Reconstruction of Crystalline Ice Surface Revealed by Atomic Force Microscopy
Naoya Kawakami1*, Akitoshi Shiotari1, Yoshiaki Sugimoto1
1Dept. Adv. Matter. Sci., Univ. of Tokyo, Chiba, Japan
* Presenter:Naoya Kawakami, email:kawakami@afm.k.u-tokyo.ac.jp
It has been gradually apparent that ice surfaces act as a field of various chemical reactions. For unveiling the reaction mechanisms in detail, surface structures of ice surfaces should be identified at the atomic level. However, it is still unclear whether the arrangement of H bonds in the bulk is retained at the surface or rearranged. This is because conventional experimental methods (e.g., low energy electron diffraction and scanning tunneling microscopy) had poor sensitivity to H atoms or were ineligible for measuring insulating materials.
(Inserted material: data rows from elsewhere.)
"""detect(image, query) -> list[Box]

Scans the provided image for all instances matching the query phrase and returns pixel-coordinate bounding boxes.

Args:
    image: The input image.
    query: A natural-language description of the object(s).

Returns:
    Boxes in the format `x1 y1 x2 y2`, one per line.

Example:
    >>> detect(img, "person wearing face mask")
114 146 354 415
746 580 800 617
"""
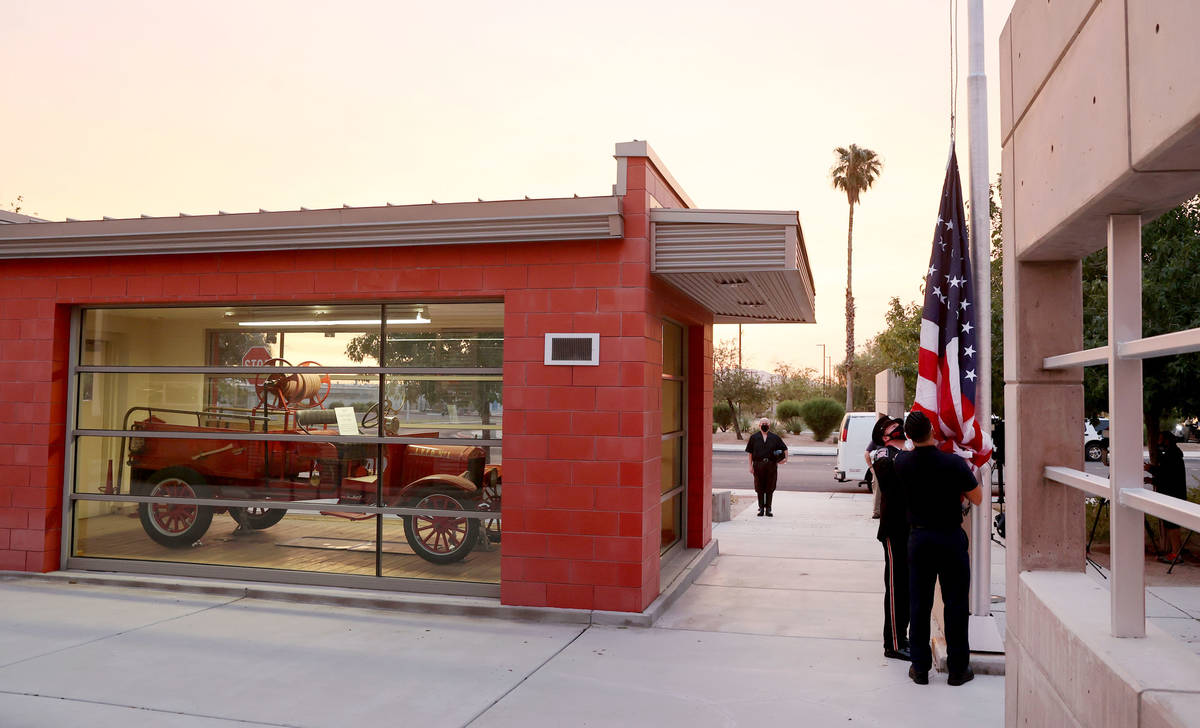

In contrast, atomic force microscopy (AFM) must be suitable for studying ice surfaces because it can be applied to atomic scale observation of insulators and it is sensitive to H atoms at the surface. We investigated the surface of crystalline ice grown on Pt(111) with frequency modulation AFM under ultra-high vacuum conditions. In AFM images of the ice surfaces, protrusions are arranged in a (2×2) short-range order relative to the ideal lattice of ice Ih(0001), which reflects the arranged H atoms. The density of H atoms was lower than the value expected from ideal surface. This result indicates that the ice surface is reconstructed in order to reduce the number of H atoms on the surface.
Keywords: AFM, ice, Surface reconstruction